Connu pour son franc-parler, Malick Noël Seck ne met pas de gants, dans cet entretien accordé à L’Observateur, pour s’attaquer au régime de Macky Sall. Le leader du parti «Mom sa rew» a commenté les sujets brûlants de l’actualité. Les Locales, le remaniement, le Plan Sénégal émergent, la réduction du mandat du président de la République, le brûlot du Colonel Ndao, rien n’est laissé en rade. Entretien.
Vous vous étiez engagés dans le combat pour le contrôle de la mairie de Fann-Point E-Amitié, mais vous avez perdu.

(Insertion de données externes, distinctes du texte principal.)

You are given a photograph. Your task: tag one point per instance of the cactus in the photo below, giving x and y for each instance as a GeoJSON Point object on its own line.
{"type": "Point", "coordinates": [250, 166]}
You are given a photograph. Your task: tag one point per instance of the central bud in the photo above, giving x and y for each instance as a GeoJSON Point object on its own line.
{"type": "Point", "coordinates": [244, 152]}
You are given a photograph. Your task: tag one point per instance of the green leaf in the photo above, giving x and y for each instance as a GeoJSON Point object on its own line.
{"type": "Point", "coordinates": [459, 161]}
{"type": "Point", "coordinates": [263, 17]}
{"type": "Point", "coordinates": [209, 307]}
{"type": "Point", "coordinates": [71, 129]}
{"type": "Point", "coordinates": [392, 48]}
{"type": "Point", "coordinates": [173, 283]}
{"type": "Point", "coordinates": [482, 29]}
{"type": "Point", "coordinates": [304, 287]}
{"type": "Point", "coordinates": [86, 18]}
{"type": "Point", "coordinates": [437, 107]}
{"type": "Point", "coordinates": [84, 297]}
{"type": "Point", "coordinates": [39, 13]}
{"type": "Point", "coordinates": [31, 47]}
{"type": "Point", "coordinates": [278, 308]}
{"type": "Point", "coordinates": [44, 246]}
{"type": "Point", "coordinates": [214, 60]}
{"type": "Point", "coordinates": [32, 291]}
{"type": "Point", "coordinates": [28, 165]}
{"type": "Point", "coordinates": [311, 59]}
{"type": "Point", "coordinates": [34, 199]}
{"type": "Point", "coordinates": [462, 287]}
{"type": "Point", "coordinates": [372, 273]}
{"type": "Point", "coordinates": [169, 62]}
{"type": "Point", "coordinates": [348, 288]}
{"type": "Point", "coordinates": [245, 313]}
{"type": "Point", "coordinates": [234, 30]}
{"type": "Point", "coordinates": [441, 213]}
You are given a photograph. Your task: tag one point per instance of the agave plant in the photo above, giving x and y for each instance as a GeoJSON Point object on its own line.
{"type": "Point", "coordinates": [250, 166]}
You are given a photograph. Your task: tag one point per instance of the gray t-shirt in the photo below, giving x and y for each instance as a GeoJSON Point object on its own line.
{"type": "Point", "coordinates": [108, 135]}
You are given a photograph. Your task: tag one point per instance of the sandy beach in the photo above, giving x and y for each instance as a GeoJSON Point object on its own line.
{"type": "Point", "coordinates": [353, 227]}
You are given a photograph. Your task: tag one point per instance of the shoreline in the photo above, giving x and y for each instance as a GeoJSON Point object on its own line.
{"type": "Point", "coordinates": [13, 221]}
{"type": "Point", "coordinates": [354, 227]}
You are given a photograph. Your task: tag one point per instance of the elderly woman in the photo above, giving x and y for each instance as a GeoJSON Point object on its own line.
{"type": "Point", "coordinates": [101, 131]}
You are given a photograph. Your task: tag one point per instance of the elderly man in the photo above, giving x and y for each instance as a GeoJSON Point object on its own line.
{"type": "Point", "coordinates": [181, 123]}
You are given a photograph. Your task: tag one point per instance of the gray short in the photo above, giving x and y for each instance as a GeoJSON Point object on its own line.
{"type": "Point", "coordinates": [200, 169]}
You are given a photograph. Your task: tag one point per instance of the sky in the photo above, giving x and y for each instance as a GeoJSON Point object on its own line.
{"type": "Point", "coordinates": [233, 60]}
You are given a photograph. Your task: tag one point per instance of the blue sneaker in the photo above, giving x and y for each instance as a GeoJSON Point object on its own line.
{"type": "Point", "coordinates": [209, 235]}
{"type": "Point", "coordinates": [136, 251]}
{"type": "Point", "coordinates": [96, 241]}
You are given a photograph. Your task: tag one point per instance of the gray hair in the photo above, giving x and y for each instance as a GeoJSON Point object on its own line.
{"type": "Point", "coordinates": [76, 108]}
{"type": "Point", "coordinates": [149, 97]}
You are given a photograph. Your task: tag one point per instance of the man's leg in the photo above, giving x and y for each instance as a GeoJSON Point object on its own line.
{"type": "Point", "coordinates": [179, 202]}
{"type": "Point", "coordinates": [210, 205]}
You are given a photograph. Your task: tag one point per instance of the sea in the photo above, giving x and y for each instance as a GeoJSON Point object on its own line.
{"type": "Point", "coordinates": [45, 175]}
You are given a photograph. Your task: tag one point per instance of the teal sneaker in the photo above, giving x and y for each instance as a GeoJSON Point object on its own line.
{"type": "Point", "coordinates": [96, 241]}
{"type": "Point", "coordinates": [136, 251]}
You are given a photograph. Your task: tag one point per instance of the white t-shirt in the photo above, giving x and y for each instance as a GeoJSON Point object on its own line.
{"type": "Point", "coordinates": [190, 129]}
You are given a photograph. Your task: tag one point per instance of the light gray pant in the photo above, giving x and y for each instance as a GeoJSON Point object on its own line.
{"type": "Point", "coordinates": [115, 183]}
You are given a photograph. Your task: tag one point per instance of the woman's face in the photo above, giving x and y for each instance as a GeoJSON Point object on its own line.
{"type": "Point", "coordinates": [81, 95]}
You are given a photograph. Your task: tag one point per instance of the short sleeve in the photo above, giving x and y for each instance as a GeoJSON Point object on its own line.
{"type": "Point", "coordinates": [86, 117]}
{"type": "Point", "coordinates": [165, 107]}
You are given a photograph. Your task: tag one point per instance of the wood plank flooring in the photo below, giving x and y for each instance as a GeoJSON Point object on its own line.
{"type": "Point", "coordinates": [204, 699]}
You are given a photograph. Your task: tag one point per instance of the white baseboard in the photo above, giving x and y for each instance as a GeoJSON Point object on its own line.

Est-ce une déception ou vous vous y attendiez ?
C’est loin d’être une déception. Je me suis engagé avec un mouvement citoyen qui s’appelle «Yessal diotna» qui existe depuis deux ans dans cette commune. «Mom sa rew», notre parti politique, ne s’est pas engagé pour les Locales de cette année, cela ne faisait pas partie de sa feuille de route. Pour la bonne et simple raison que notre parti vient de naître. D’ailleurs, il n’a pas encore de récépissé et puis nous n’avons pas encore fait le travail nécessaire qui nous permet en toute honnêteté de se présenter dans toutes les localités. La ligne de conduite était de dire à nos militants qu’ils peuvent aller avec leur association ou mouvement citoyen pour se présenter aux Locales. Nous étions au niveau de Kaolack, de Pikine, de Guédiawaye. Mais, à l’image des mouvements citoyens qui ont perdu, presque partout, nous avons les résultats qui correspondent à ceux des mouvements citoyens. Mais, c’était pour moi une expérience riche. Parce que l’image que le mouvement citoyen cherchait à faire refléter, en fait, n’est pas perçue de cette manière par les populations. On a beau dire, y en a marre de la politique, que c’est la mode maintenant des mouvements citoyens, mais au final, vous constatez que les 30 – 35% des gens qui votent continuent à faire confiance aux partis traditionnels. Et pire, ils continuent à faire confiance aux coalitions qui se regroupaient autour de leur inanité juste pour gagner et que c’était un partage du gâteau qui s’opérait. Quand on croit à des idées fortes, on ne se dilue pas dans une coalition. On a vu des choses incompréhensibles lors de ces élections. Le Ps qui s’alliait avec le Pds dans certaines localités, l’Apr avec le Ps contre d’autres éléments du Ps. Vous avez la Première Dame qui vient faire campagne à Grand-Yoff contre le Premier ministre de la République.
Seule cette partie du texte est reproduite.